If $f : (0,\infty) \rightarrow \mathbb{R}$ and $g:\mathbb{R} \rightarrow (0,\infty)$ such that $f \circ g = I_\mathbb{R}$ where $I_\mathbb{R}$ is the identity function.
Wouldn't a perfect example of this be if $f(x) = \frac{1}{x}$ and $g(x) = \frac{1}{x}$ thus $f \circ g = x$ as required?

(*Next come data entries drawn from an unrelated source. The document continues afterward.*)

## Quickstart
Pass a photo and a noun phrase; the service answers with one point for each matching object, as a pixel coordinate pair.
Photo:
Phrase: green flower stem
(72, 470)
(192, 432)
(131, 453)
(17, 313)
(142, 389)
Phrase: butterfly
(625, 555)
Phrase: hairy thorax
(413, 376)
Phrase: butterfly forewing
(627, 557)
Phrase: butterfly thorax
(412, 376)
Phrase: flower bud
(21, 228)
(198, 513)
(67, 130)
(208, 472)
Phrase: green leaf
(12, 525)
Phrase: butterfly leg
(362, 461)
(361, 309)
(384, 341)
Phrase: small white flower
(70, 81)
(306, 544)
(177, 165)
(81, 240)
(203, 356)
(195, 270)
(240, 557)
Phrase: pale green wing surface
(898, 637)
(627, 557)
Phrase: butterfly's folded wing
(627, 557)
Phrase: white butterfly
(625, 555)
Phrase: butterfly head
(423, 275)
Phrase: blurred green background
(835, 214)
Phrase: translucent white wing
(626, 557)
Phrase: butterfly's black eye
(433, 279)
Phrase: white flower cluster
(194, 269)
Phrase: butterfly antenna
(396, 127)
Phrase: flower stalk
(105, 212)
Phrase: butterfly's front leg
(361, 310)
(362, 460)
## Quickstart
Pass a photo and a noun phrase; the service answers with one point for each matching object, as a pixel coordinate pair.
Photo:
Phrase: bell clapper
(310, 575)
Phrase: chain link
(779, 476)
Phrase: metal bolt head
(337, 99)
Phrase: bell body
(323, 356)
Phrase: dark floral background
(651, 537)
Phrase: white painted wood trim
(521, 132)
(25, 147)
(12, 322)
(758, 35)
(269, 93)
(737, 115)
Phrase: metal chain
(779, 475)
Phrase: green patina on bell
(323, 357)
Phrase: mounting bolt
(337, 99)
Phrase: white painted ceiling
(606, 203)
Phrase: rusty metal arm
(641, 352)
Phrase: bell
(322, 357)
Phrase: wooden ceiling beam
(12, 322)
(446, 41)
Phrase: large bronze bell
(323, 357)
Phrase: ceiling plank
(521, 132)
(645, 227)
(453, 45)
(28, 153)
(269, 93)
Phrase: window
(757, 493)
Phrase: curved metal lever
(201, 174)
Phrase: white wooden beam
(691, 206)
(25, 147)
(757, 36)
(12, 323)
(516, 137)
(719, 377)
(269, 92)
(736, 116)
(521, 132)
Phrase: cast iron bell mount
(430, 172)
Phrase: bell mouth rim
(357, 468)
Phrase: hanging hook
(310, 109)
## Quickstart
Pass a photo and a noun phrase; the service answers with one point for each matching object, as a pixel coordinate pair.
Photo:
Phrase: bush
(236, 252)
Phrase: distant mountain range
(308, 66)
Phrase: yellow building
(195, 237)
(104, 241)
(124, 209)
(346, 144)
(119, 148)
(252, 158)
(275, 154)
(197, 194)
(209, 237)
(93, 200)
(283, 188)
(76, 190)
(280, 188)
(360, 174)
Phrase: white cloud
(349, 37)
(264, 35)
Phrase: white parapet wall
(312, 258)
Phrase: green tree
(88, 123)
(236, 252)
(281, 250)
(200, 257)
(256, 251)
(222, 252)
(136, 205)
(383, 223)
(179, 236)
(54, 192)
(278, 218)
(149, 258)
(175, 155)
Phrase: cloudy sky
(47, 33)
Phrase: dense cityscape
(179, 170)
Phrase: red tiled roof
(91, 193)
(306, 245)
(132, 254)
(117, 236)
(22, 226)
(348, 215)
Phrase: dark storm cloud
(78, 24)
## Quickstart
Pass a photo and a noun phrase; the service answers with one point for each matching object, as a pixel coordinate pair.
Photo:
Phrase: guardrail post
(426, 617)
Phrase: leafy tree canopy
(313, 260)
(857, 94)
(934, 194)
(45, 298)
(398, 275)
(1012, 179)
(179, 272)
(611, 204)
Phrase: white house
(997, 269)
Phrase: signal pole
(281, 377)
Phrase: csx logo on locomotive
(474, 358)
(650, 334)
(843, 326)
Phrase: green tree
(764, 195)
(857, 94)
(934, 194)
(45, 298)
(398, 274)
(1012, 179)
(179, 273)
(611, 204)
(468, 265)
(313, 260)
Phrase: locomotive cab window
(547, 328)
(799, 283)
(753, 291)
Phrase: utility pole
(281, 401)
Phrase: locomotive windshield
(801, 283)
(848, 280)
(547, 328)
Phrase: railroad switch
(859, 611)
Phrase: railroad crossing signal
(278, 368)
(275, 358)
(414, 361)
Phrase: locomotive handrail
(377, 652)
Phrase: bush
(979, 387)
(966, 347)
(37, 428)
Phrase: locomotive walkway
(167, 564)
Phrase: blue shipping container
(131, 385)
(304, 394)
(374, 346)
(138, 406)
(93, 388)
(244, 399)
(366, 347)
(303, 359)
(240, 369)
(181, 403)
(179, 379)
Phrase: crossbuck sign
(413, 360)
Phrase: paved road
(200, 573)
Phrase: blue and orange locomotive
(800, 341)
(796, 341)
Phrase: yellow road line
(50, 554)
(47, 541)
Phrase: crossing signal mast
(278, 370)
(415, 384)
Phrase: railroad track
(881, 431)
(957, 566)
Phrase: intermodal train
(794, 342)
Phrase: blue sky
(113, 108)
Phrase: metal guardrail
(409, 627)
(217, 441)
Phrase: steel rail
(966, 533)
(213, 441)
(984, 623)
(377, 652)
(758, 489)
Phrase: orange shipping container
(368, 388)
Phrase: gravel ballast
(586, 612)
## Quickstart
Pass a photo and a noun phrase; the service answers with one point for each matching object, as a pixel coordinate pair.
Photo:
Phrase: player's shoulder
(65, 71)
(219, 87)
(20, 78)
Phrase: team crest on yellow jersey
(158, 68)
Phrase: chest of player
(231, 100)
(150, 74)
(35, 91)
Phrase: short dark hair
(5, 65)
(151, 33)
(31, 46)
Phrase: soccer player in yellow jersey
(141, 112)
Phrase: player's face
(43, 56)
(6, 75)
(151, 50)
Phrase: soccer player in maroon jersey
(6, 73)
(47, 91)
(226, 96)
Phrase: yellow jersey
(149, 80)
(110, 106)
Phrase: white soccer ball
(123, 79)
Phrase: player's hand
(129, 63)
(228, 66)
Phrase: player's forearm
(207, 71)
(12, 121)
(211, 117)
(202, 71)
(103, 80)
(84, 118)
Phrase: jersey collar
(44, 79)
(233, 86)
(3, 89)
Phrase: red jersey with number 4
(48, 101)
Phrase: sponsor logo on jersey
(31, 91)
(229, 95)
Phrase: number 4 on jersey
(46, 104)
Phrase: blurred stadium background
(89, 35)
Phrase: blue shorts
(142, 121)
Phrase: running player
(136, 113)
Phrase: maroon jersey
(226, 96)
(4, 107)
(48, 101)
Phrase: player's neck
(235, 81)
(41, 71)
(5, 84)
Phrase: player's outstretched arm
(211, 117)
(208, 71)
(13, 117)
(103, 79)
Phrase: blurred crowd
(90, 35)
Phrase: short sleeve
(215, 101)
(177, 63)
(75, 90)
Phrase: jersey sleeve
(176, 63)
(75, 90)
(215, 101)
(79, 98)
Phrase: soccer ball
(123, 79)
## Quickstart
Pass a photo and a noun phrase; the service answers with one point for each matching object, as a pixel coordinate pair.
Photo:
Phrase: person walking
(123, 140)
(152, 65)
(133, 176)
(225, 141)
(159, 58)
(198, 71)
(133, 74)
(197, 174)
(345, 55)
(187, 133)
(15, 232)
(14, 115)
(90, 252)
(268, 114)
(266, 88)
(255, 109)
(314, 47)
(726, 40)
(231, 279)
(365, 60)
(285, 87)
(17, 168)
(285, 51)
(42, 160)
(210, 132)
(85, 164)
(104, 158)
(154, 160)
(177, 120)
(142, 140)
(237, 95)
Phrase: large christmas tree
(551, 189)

$f \circ g = I_\mathbb{R}$ for any two functions where $f^{-1}(x)=g(x)$, or vice versa, by definition of the inverse function. Also, as $f(x)$ and $g(x)$ are inverse functions, $f \circ g =g\circ f$. Of course, the domain of $f \circ g$ is defined as the intersection of the sets of the codomain of $g(x)$ and the domain of $f(x)$. The domain of $g \circ f$ is the intersection of the codomain of $f(x)$ and the domain of $g(x)$. The domain of $y=x$ is $ \mathbb{R}$, so we need the domain of $f \circ g $ or $g \circ f$ to be the same. Notice too that the codomain of $g(x)$ is the same as the domain of $f(x)$, and the domain of $g(x)$ is the same as the codomain of $f(x)$. Thus, as long as at least one of the 4 domains and codomains is $\mathbb{R}$, that means that either $f \circ g$ or $ g \circ f$ has a domain of $\mathbb{R}$, and thus is equal to $I_\mathbb{R}$. Unfortunately, because neither the domain or codomain of $\frac{1}{x}$ is equal to $\mathbb{R}$, your example does not quite work.